DoD

April 19, 2013

Hagel eliminates ‘Distinguished Warfare Medal’

Lawrence Torres III, U.S. Army 5th Signal Command
While service members who operate and support remotely piloted aircraft or operate in cyberspace are a critical part of the military’s mission, Department of Defense officials have decided to eliminate the “Distinguished Warfare Medal” that was meant to honor them. Instead, service officials have recommended creation of a new “distinguishing device” that can be affixed to existing medals to recognize these service members.

WASHINGTON – Defense Secretary Chuck Hagel has eliminated the Distinguished Warfare Medal, DoD officials announced, April 15.

Instead, the military will recognize service members who directly affect combat operations without being present through distinguishing devices that will be affixed to already existing awards.

Soon after being sworn in as defense secretary Feb. 27, 2013, Hagel asked Gen. Martin E. Dempsey, the chairman of the Joint Chiefs of Staff, to lead a review of the medal.

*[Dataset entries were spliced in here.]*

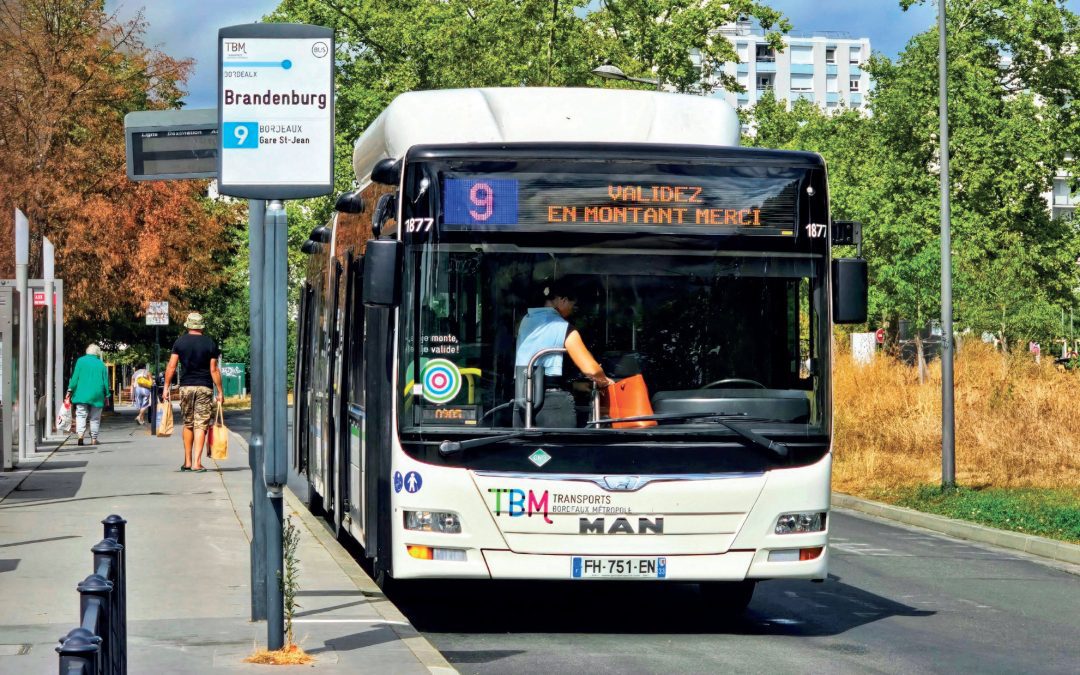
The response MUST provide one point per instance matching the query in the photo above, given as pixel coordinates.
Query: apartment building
(823, 67)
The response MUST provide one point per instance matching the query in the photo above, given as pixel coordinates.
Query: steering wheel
(734, 380)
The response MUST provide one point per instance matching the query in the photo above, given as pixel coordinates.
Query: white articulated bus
(431, 434)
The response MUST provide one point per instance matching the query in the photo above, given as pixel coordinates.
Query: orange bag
(630, 397)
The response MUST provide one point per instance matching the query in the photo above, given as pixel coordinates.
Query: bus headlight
(433, 522)
(797, 523)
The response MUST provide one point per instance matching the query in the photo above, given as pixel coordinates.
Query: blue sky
(189, 28)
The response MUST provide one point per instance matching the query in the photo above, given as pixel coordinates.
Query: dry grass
(289, 655)
(1015, 423)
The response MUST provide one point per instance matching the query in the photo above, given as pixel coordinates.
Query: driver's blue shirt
(542, 328)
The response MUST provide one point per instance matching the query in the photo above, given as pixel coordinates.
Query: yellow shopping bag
(165, 418)
(219, 437)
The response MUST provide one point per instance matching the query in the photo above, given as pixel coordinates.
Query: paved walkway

“The Joint Chiefs of Staff, with the concurrence of the service secretaries, have recommended the creation of a new distinguishing device that can be affixed to existing medals to recognize the extraordinary actions of this small number of men and women,” Hagel said in a written release.

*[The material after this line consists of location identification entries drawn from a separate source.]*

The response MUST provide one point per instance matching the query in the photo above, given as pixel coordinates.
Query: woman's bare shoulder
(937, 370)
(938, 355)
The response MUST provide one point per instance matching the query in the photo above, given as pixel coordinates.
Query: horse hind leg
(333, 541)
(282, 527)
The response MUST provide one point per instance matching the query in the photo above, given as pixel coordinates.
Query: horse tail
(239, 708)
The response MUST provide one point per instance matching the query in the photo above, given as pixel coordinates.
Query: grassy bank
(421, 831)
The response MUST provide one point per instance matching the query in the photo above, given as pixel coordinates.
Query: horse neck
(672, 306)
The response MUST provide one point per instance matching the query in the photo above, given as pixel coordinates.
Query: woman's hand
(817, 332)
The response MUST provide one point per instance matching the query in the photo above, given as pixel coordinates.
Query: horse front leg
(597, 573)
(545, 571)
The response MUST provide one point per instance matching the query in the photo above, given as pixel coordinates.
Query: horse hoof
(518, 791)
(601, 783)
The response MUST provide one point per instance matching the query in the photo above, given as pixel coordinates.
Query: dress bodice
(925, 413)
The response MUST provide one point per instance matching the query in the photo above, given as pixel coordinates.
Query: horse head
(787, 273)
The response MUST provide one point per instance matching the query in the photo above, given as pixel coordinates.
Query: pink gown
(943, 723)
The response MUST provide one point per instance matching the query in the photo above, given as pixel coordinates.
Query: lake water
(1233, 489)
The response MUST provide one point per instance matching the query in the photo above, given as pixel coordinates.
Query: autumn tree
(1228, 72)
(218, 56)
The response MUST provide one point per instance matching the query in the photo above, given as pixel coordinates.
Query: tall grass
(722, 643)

“I agree with the Joint Chiefs’ findings, and have directed the creation of a distinguishing device instead of a separate medal,” Hagel said in the release. “The servicemen and women who operate and support our remotely piloted aircraft, operate in cyber, and others are critical to our military’s mission of safeguarding the nation.”

The distinguishing devices will serve to recognize these service members’ achievements, he said.

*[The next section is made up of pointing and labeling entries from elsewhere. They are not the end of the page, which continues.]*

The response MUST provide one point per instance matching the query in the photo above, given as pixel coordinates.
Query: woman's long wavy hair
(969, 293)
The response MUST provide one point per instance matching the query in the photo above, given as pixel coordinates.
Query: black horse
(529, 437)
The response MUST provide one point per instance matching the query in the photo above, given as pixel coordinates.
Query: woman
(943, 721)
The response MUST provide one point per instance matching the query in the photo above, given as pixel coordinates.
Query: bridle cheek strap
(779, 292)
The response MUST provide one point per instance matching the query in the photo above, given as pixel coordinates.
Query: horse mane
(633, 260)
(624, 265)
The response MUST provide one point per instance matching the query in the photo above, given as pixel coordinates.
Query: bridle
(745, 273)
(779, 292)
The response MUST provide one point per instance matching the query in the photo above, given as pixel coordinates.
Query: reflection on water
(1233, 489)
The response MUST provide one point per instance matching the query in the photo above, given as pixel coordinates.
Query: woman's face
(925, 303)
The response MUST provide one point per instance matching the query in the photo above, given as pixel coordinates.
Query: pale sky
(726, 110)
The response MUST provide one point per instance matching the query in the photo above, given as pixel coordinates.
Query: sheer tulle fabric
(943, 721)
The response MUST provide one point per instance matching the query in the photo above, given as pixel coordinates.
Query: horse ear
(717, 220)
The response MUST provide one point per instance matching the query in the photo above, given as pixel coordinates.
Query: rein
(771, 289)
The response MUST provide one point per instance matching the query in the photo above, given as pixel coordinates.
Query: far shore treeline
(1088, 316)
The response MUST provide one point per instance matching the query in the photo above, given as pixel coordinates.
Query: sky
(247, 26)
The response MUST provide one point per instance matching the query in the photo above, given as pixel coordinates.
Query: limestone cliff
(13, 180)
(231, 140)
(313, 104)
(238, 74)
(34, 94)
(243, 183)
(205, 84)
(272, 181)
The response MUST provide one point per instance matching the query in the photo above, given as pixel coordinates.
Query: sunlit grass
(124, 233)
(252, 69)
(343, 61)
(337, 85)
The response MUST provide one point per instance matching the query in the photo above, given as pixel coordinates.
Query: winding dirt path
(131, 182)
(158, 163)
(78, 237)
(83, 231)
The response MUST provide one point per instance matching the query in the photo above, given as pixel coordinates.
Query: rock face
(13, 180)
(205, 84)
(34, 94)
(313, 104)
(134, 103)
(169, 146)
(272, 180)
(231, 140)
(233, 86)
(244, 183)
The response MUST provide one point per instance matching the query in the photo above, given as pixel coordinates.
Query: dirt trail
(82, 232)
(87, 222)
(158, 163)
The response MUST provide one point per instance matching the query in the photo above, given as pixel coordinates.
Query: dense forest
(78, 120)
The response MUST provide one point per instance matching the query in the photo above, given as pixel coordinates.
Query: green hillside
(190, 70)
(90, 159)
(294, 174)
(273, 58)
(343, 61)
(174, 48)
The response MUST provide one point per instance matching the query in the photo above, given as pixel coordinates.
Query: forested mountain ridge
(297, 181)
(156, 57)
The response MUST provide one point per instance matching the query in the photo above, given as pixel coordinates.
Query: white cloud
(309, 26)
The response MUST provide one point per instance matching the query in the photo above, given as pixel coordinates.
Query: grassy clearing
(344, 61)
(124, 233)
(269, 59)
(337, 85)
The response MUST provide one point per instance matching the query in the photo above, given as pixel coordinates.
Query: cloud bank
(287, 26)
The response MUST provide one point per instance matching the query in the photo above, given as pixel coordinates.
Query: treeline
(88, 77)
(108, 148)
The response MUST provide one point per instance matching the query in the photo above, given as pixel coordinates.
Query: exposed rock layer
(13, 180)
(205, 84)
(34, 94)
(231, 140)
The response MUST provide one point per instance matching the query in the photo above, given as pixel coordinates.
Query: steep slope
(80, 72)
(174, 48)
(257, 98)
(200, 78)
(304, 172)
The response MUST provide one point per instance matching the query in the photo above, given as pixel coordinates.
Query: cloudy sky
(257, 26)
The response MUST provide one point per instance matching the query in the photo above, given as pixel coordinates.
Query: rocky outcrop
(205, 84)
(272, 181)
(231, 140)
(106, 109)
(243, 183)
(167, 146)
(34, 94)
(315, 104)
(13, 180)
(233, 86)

The undersecretary of defense for personnel and readiness will develop the award criteria in close coordination with the services and the Joint Staff, officials said.

DoD announced the creation of the Distinguished Warfare Medal, Feb. 13, 2013.

“I’ve always felt, having seen the great work that they do, day-in and day-out, that those who performed in an outstanding manner should be recognized,” then-Defense Secretary Leon E. Panetta said during a news conference announcing the medal.

“Unfortunately,” Panetta added, “medals that they otherwise might be eligible for simply did not recognize that kind of contribution.”

Members of veterans’ service organizations and others objected to the Distinguished Warfare Medal, officials said. The medal’s order of precedence was to be just below the Distinguished Flying Cross and just above the Bronze Star. Some commentators objected that it would rank higher than the Purple Heart, awarded to those wounded or killed in action.

“When I came into office, concerns were raised to me about the Distinguished Warfare Medal’s order of precedence by veterans’ organizations, members of Congress and other stakeholders whose views are valued by this department’s leadership,” Hagel said.

The distinguishing devices can be affixed to awards at different levels, so, once written, the criteria for the awards must reflect that, officials said. For example, the criteria for affixing a device to an Army Commendation Medal would be different than those for a Meritorious Service Medal, a higher award.